I've been thinking about you -- thanks for posting. You're such an inspiration.

Mason Clan said...

You are so amazing! I look up and admire you so much! Stay strong and keep the faiith! We are all praying for you!

tamrandfamily said...

You are an amazing woman! Thank you for your words of wisdom. Just think of all the lives you've touched and changed for the good...mine included. Keep the faith and we will continue to pray for you and your family.

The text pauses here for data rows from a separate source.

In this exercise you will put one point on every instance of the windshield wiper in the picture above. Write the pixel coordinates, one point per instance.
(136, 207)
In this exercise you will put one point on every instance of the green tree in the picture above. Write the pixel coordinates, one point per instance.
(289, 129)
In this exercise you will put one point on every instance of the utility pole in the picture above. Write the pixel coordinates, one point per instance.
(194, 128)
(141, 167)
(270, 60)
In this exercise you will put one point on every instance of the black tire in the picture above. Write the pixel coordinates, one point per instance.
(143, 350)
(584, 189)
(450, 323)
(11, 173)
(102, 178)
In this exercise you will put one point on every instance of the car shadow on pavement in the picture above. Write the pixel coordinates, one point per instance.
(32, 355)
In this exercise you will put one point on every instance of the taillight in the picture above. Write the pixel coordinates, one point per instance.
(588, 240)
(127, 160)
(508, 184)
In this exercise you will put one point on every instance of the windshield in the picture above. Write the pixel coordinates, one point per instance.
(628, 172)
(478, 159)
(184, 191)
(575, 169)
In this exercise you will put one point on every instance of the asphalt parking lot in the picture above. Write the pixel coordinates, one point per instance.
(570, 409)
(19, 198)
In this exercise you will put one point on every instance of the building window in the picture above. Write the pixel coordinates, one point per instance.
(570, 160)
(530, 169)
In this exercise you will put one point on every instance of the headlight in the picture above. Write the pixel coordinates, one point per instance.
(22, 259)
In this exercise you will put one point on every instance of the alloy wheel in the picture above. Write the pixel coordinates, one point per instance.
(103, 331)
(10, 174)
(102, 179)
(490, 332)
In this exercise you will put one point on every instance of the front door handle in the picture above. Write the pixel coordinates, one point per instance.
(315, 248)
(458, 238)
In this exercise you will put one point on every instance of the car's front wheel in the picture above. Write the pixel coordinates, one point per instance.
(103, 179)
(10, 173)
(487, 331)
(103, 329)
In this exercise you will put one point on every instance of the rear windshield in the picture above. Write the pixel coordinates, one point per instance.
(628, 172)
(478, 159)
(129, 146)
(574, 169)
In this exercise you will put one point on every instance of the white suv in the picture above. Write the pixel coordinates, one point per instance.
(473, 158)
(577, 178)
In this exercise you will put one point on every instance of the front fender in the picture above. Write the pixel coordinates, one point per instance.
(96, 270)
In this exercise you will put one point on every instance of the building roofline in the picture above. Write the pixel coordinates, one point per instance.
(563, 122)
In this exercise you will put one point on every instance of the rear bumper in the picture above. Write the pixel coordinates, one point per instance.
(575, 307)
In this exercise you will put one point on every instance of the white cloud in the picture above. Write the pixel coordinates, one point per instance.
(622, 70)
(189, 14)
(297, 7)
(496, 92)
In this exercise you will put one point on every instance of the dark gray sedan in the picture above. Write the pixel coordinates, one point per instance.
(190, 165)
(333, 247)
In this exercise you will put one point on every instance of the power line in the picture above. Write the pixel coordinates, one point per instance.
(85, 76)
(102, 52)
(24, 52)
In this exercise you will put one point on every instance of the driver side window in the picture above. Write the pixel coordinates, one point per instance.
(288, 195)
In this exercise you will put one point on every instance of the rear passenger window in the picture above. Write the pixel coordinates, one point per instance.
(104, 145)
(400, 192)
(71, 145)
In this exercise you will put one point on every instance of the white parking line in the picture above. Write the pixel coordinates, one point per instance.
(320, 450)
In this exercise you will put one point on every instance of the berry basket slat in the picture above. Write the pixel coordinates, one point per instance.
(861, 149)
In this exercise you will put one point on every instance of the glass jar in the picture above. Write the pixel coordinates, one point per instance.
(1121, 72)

Jon, Britt & the boys said...

Heavenly Fathers seems to save the hardest trials for His most special children. He does love you as do we all. We do have faith, and we will not give up on that!

Duffin Family said...

I'm sorry the results weren't what you were hoping for. I still have faith that everything will be OK and you will beat this! We will continue to fast and pray for you until then. We love you and keep up the positive attitude! (Although it is OK to have a few bad days too!) Take care! Hopefully we will get to see you soon!

Janet said...

You are truly amazing. We continue to have faith and pray for the same things you are praying for. I know I can't imagine how hard this is on you, but I hope you do know that we are all still praying and that we know miracles happen!

Nicki Swilor said...

My sister, Ashley Jensen, sent me to your blog. She was telling me how amazing you are and how much she loves you. I read this quote today and after reading this post, I thought I'd share...

People often say " I believe" or "I have faith". Yet they worry constantly, doubt themselves and do not trust. You can have true faith or you can have worry-but you can only be in one state at a time. - Lauri Stang

"Trust in the LORD with all your heart and lean not on your own understanding; in all your ways acknowledge him, and he will make your paths straight." Proverbs 3:5-6

That is one of my favorite scriptures. TRUST Him. He has a plan for all of us, for you, for your family! We may not understand, but His plan is better than any plan we could ever have.

Thanks for sharing your story. God bless you and yours.